Embora a "morte"do menino ao final do filme possa parecer uma
derrota, ou uma entrega de pontas, minha é leitura é totalmente
outra: a morte do menino é por dentro do próprio sonho do
menino, é sua própria transformação em boi
Bumbá – é um brincar de estar-se morto, não um final.
Um filme simples, de imagens simples – uma canção pequena
de um olhar ao mesmo tempo crítico e mágico.
Cá e Lá – Uma
subida sem sentido rumo a um lugar nenhum distante: Cá e Lá
se baseia no mito grego de Sísifo: considerado o mais sábio
dos mortais e condenado (por sua ambição em saber tudo e
tão pouco realizar) a rolar incessantemente um rochedo montanha
acima... Chegando ao topo, o rochedo rolava novamente (por seu próprio
peso) ao pé do monte – fazendo do ato de Sísifo um ciclo
sem fim ou início...
Em Cá e Lá o que vemos
é um homem solitário, diante de uma vasta ladeira, a rolar
montanha acima uma enorme roda de madeira... Seu martírio é
justamente o seu sem-fim. Um ciclo de vida infinita, em lentas passadas.
Um levar de vida adiante...sem um adiante! O homem passa friamente pela
paisagem, por homens que jogam cartas, por um casal de velhos...até
encontrar uma jovem:
Vestida de preto ela o pega pelo braço
e o homem, encantado, deixa rolar ladeira abaixo a sua roda... O homem
caminha num alívio quase feliz, a subida continua, como se naquela
jovem houvesse algum sentido para a sua subida...De repente ele pára.
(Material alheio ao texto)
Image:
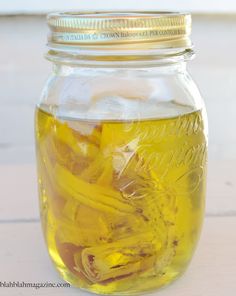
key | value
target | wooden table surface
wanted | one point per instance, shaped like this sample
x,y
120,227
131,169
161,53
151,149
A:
x,y
23,255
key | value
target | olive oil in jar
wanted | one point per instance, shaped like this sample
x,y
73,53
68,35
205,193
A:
x,y
121,201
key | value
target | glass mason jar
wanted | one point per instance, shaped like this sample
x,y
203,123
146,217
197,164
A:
x,y
121,150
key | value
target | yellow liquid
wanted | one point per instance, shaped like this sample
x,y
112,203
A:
x,y
122,202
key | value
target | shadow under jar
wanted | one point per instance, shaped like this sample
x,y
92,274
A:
x,y
121,150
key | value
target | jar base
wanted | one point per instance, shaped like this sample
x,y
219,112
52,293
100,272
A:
x,y
152,284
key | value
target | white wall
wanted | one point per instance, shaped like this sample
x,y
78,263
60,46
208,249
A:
x,y
29,6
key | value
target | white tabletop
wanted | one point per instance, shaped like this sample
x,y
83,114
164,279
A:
x,y
24,258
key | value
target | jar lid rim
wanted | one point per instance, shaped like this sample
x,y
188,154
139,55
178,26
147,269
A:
x,y
119,27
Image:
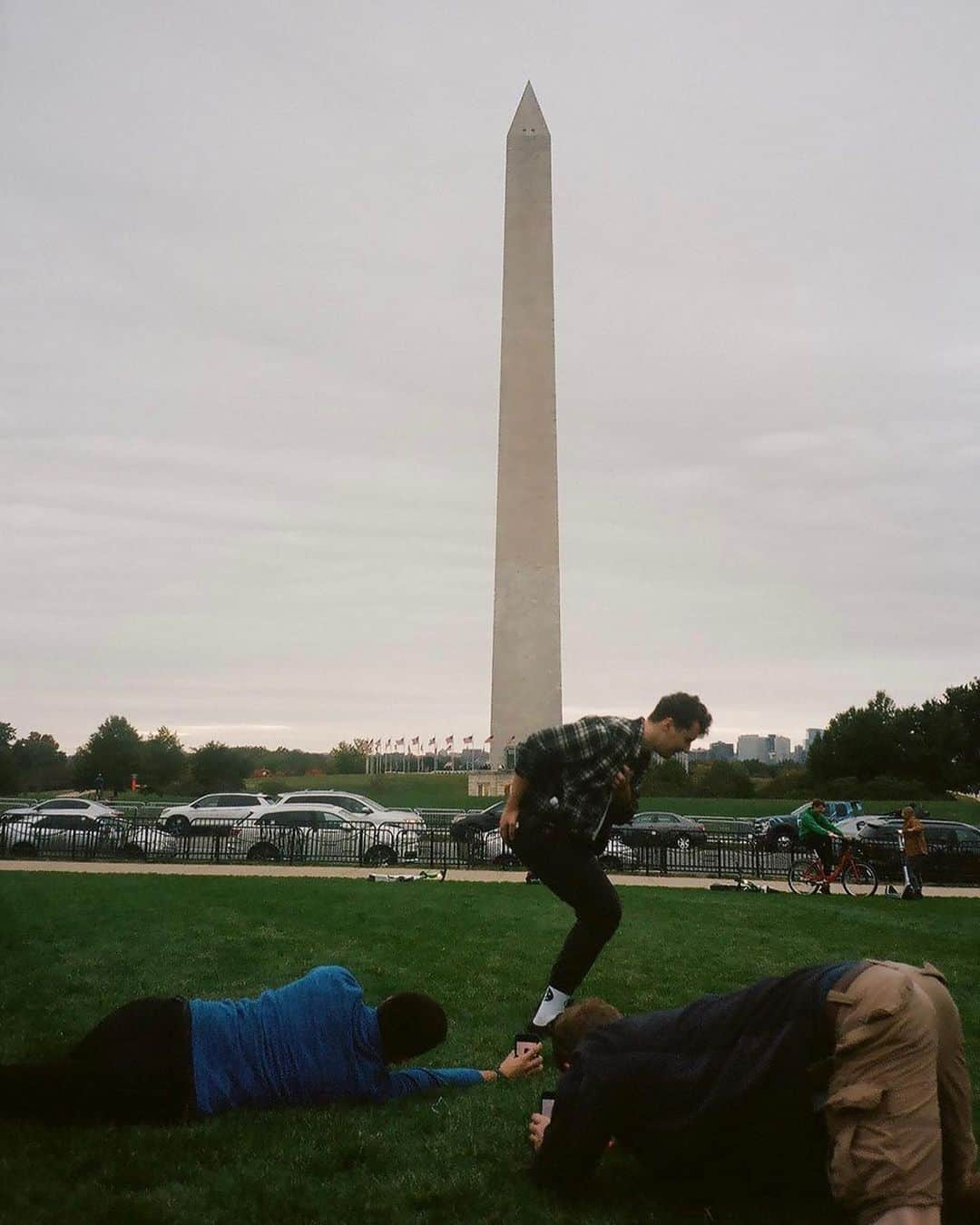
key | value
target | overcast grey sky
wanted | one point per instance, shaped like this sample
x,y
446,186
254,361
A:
x,y
251,262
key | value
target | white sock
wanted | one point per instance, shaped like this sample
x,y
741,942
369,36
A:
x,y
553,1004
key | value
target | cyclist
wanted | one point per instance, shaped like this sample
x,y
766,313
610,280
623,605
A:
x,y
815,833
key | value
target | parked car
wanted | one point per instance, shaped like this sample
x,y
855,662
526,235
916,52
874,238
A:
x,y
60,805
662,829
783,832
358,808
87,837
220,808
289,832
490,848
476,821
953,849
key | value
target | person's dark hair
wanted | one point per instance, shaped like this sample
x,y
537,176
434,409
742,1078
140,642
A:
x,y
685,710
577,1021
410,1023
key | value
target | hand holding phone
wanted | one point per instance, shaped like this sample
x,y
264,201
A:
x,y
524,1043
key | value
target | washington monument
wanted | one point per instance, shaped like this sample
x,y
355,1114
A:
x,y
525,685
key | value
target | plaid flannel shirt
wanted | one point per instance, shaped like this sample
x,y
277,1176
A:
x,y
576,763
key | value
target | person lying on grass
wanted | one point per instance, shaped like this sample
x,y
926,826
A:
x,y
850,1074
305,1044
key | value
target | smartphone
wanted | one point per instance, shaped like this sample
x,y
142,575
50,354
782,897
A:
x,y
524,1043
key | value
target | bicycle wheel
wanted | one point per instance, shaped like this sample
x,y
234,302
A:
x,y
860,879
804,876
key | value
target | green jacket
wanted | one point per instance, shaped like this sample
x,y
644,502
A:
x,y
812,822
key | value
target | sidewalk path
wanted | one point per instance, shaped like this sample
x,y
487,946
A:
x,y
360,874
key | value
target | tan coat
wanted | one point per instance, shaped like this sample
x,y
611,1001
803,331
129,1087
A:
x,y
916,836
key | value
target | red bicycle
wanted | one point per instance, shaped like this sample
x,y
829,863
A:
x,y
806,875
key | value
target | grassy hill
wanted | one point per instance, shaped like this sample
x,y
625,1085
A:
x,y
79,945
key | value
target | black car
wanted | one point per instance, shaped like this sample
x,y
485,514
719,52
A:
x,y
953,850
476,821
662,829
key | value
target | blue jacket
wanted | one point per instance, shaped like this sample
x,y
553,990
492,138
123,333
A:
x,y
305,1044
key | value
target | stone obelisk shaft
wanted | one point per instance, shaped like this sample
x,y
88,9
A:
x,y
525,686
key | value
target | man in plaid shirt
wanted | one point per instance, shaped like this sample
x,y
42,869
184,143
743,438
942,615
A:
x,y
571,784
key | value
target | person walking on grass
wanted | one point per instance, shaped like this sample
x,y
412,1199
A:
x,y
305,1044
816,829
916,849
849,1074
571,786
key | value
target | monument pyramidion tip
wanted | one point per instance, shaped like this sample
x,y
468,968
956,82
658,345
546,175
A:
x,y
528,115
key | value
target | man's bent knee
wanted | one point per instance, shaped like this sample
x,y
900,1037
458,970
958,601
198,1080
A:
x,y
604,917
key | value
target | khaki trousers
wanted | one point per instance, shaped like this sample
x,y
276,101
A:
x,y
899,1109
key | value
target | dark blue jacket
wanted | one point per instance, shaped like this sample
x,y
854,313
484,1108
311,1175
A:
x,y
305,1044
703,1092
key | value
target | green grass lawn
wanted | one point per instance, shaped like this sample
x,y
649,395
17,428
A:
x,y
76,945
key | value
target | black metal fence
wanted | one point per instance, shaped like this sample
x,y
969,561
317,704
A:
x,y
721,855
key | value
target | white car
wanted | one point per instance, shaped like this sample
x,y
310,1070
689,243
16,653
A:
x,y
321,832
63,806
86,837
358,808
220,808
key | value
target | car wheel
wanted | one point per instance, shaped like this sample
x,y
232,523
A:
x,y
263,853
380,857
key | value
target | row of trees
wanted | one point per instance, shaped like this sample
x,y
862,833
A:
x,y
116,752
933,748
876,751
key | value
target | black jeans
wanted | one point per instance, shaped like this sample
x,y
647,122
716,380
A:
x,y
133,1067
914,864
822,846
571,871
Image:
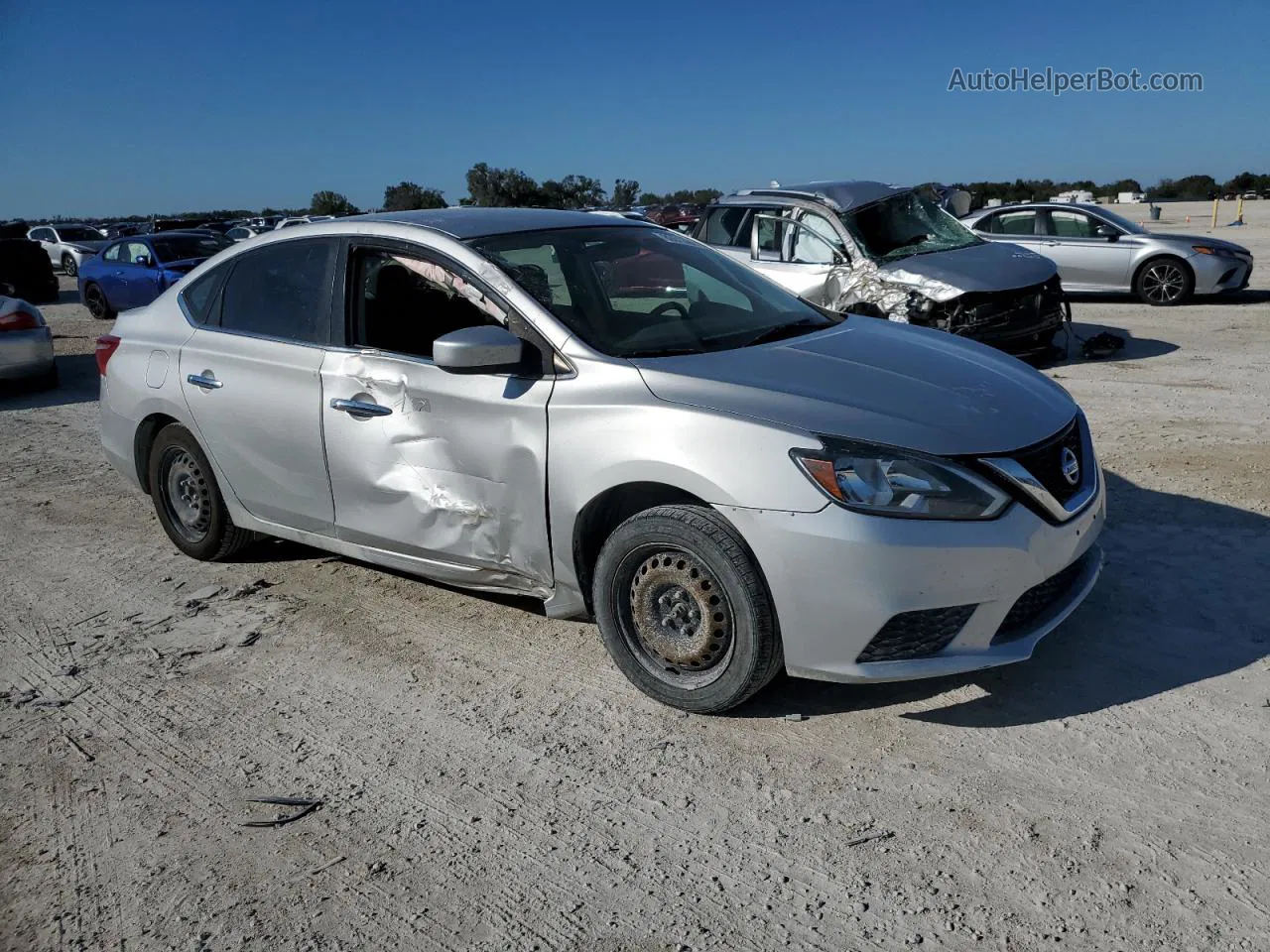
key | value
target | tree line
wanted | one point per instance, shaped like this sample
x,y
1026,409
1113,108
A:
x,y
1189,188
494,188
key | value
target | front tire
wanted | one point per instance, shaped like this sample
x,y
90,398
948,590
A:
x,y
187,499
1165,282
94,298
684,610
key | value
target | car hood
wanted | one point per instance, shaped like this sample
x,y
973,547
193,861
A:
x,y
1199,240
989,266
876,381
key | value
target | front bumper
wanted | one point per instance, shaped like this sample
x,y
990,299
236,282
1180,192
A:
x,y
26,353
837,578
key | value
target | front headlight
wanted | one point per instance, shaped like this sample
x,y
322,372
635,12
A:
x,y
885,481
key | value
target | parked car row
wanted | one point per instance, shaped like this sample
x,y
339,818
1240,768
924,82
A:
x,y
738,480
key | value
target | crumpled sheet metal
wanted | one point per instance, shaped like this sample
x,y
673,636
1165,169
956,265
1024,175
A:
x,y
864,282
456,489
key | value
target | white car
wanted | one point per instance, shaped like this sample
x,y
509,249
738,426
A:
x,y
67,245
26,341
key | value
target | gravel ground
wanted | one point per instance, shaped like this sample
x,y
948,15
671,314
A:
x,y
489,780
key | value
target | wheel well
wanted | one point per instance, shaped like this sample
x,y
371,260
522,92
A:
x,y
1142,267
610,509
143,443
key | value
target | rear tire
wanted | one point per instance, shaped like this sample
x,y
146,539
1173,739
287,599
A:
x,y
94,298
684,610
1165,282
187,499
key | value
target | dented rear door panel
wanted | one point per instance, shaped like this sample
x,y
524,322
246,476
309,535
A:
x,y
454,474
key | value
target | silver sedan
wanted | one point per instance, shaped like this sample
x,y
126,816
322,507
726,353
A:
x,y
26,343
1097,250
617,420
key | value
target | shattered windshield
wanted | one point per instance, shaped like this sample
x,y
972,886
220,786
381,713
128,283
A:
x,y
903,225
77,234
1119,221
649,293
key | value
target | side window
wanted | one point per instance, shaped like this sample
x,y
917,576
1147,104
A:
x,y
403,303
722,225
1014,223
282,291
202,298
1071,225
134,252
816,241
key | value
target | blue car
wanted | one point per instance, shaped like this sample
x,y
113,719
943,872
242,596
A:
x,y
135,271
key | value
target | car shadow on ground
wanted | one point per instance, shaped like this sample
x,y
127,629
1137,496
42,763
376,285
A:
x,y
1183,599
77,384
1248,296
1069,344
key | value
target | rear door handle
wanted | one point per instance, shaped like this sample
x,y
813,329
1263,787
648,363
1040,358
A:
x,y
359,408
198,380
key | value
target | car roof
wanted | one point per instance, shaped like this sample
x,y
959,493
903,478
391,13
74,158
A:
x,y
842,194
470,222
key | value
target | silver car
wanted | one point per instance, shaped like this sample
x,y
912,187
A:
x,y
613,417
889,252
26,343
1097,250
67,245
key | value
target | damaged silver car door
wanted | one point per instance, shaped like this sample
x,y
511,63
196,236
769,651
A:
x,y
798,255
443,465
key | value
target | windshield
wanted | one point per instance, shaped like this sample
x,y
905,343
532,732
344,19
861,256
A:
x,y
1132,227
903,225
79,234
177,248
649,293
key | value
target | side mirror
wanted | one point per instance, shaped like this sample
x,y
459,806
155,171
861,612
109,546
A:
x,y
485,349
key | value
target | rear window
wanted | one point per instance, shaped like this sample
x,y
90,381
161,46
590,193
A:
x,y
282,291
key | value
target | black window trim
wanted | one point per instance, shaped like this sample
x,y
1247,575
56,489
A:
x,y
324,322
341,315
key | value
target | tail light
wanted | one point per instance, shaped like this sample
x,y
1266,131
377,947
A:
x,y
19,320
105,347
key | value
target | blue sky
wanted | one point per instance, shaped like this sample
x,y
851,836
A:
x,y
164,107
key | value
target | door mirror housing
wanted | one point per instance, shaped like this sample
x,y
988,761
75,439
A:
x,y
485,349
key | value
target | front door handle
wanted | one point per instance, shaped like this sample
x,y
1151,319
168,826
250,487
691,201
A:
x,y
359,408
206,382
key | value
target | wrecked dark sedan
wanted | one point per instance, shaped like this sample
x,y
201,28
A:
x,y
889,252
617,420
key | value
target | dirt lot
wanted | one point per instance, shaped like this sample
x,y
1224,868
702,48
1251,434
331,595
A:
x,y
489,780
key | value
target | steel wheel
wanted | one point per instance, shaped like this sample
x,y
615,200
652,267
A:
x,y
186,494
1164,284
677,620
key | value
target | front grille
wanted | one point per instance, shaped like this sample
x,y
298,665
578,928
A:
x,y
1046,461
916,634
1035,601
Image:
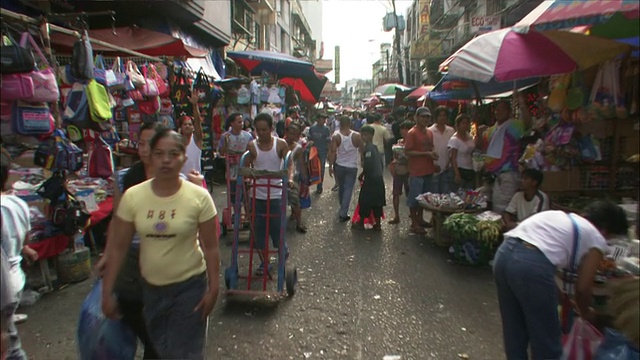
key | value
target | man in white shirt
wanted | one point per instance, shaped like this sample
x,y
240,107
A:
x,y
441,134
525,268
527,202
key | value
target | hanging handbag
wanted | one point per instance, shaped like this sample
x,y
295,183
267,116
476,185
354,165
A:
x,y
32,119
17,87
180,92
100,159
82,58
150,87
76,109
120,76
15,59
150,105
45,84
202,86
135,77
105,77
99,102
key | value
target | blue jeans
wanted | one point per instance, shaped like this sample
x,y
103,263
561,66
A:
x,y
346,179
528,300
176,330
323,163
275,210
418,185
14,350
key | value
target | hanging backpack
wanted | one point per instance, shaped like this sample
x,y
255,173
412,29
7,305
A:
x,y
99,102
82,59
100,159
14,59
32,119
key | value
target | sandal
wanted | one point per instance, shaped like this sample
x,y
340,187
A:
x,y
417,230
260,269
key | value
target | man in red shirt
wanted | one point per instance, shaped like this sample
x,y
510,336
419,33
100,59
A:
x,y
421,154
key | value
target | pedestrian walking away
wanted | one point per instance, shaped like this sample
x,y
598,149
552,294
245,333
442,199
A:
x,y
346,146
267,153
320,135
418,147
372,194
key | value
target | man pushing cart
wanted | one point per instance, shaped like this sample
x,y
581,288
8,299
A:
x,y
269,179
232,145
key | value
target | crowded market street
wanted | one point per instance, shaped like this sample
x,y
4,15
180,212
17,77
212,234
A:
x,y
361,295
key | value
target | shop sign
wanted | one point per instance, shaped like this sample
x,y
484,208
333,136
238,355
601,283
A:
x,y
483,24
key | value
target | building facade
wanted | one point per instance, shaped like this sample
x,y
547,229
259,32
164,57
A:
x,y
436,29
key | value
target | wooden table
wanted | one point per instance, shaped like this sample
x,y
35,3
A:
x,y
439,216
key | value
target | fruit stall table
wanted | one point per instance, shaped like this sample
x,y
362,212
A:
x,y
439,216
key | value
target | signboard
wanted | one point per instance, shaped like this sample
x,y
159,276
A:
x,y
336,79
483,24
420,47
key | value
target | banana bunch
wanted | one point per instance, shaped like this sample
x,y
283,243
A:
x,y
489,231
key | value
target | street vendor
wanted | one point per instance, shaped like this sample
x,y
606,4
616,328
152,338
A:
x,y
502,145
530,200
525,268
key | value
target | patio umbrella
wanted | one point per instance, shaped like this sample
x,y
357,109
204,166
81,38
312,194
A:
x,y
510,54
389,89
563,14
309,88
300,75
419,92
454,88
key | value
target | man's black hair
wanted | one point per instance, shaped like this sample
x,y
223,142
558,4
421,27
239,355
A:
x,y
263,117
535,175
367,129
4,172
607,216
407,124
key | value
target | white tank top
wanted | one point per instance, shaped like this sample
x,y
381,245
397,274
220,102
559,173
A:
x,y
270,161
194,155
347,154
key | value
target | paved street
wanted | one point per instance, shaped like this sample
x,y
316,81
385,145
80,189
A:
x,y
361,295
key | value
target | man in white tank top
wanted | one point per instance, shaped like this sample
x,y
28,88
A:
x,y
191,130
346,146
267,153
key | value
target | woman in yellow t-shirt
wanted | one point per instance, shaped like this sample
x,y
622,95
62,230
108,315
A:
x,y
179,259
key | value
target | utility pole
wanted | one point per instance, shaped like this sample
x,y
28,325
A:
x,y
397,43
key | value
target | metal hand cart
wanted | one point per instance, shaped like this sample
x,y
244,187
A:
x,y
287,275
232,162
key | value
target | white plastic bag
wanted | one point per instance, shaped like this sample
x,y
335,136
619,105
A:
x,y
582,342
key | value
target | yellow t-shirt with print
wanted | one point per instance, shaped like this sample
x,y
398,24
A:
x,y
168,229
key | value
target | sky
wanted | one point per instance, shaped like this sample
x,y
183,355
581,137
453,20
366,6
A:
x,y
356,26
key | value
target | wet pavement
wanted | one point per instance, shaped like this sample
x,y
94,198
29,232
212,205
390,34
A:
x,y
361,295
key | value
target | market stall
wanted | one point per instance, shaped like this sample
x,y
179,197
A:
x,y
70,127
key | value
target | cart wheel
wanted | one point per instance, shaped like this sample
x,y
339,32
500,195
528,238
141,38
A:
x,y
230,278
291,279
223,229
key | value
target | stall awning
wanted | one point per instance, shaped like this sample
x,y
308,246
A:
x,y
145,41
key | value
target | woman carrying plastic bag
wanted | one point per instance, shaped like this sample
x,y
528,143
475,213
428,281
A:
x,y
100,337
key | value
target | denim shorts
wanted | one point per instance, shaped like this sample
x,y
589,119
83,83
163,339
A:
x,y
418,185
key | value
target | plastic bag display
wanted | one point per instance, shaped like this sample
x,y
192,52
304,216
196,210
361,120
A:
x,y
616,347
582,341
99,337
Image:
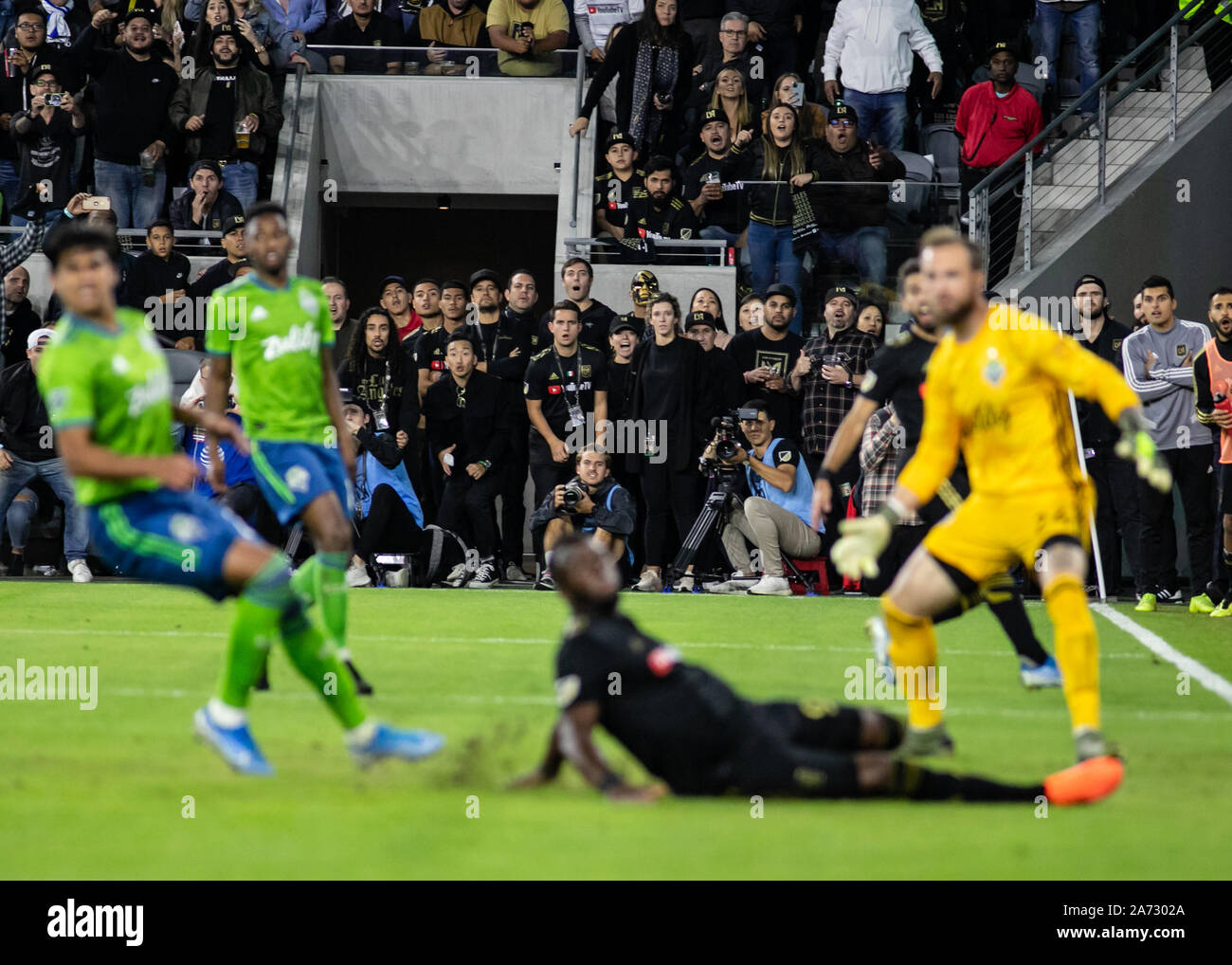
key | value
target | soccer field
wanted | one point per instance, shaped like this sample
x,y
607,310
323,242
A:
x,y
102,793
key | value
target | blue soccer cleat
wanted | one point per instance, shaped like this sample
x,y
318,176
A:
x,y
1046,674
389,741
234,744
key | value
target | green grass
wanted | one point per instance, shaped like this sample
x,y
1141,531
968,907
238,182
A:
x,y
99,793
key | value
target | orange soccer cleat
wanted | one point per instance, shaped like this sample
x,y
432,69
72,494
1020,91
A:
x,y
1084,783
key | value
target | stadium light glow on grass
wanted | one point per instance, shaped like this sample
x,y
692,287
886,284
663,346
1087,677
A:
x,y
123,792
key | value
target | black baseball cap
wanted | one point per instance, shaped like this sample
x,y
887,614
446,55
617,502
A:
x,y
484,275
842,291
787,291
844,111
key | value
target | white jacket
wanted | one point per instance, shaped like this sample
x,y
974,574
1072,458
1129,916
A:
x,y
873,42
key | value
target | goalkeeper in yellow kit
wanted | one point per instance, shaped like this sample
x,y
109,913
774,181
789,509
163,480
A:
x,y
997,389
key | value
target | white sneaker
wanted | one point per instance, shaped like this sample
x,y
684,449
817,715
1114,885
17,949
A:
x,y
771,587
357,575
651,582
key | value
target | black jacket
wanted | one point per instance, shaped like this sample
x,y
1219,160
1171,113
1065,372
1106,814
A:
x,y
846,209
480,429
24,423
689,427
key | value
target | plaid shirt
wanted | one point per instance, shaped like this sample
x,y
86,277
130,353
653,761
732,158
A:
x,y
825,405
879,464
11,255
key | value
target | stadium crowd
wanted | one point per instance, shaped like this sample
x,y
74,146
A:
x,y
788,100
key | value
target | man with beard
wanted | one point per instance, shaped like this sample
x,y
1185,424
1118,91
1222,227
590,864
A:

Diante dele, uma multidão de guarda-chuvas caminham. Como que encantado
pela tristeza, ele larga a mulher e se junta ao grupo – a sua procissão
agora é um martírio de movimentos marcados. A procissão
se segue... Aos poucos, porém, seus movimentos contidos vão
tomando vida, vão se agitando – aos poucos o guarda-chuva negro
se agita. O homem começa a improvisar uma dança desengonçada
e a procissão se torna um descompassado frevo... Embebido pela
festa, pela dança, o homem desce novamente sua ladeira...
Nesse momento é que toda a ambigüidade
de sua caminhada é mais explícita – onde a alegria expontânea
da dança parece estar em descompasso com o redor, em que o homem
dança feliz com um guarda-chuva negro. A festa com a tristeza nas
mãos, esse é o instante. A festa que o leva novamente ao
início de tudo mas que é ainda assim a festa, a alegria
de novamente recomeçar – com uma alegria advinda não se
sabe de onde e com uma tristeza que não quer deixá-lo enfim.
Um movimento único de celebração da vida e da morte:
um retorno ao pé da mesma ladeira íngreme. Nessa mistura
entre mito e festa – onde a música tem papel central: é
ela que dá-nos o ar do estranhamento, é ela que, diante
daquelas imagens de alegria, parece nos remeter a uma tristeza – como
se ela mesma fizesse uma festa. Embora se dance, há sempre uma
sombra de velório em cada imagem – embora se pareça triste
há sempre uma sombra de alegria em cada gesto... Uma festa melancólica,
uma procissão festiva. Bebendo da cultura folclórica brasileira
essa mistura entre festividade e choro, e retomando o mundo cíclico
grego nesse sem-fim de caminhar, o filme de Aurélio encanta sutilmente
aos olhos e aos ouvidos. Deixando escapar de sua prisão cíclica,
uma espécie delicada de esperança. Um sopro tímido
de vida e de tristeza.
* * *
Ambos os filmes são exercício
mudos, de sonoridade fortemente calcada na música. De produção
e realização simples – feitos à luz natural do sol
de Brasília. Renovação e recomeço, Sísifo
e Bumbá. Dois filmes com uma delicada absorção de
elementos da cultura folclórica brasileira, transformando-a em
pequenas e novas idéias – frágeis como a vida de que falam.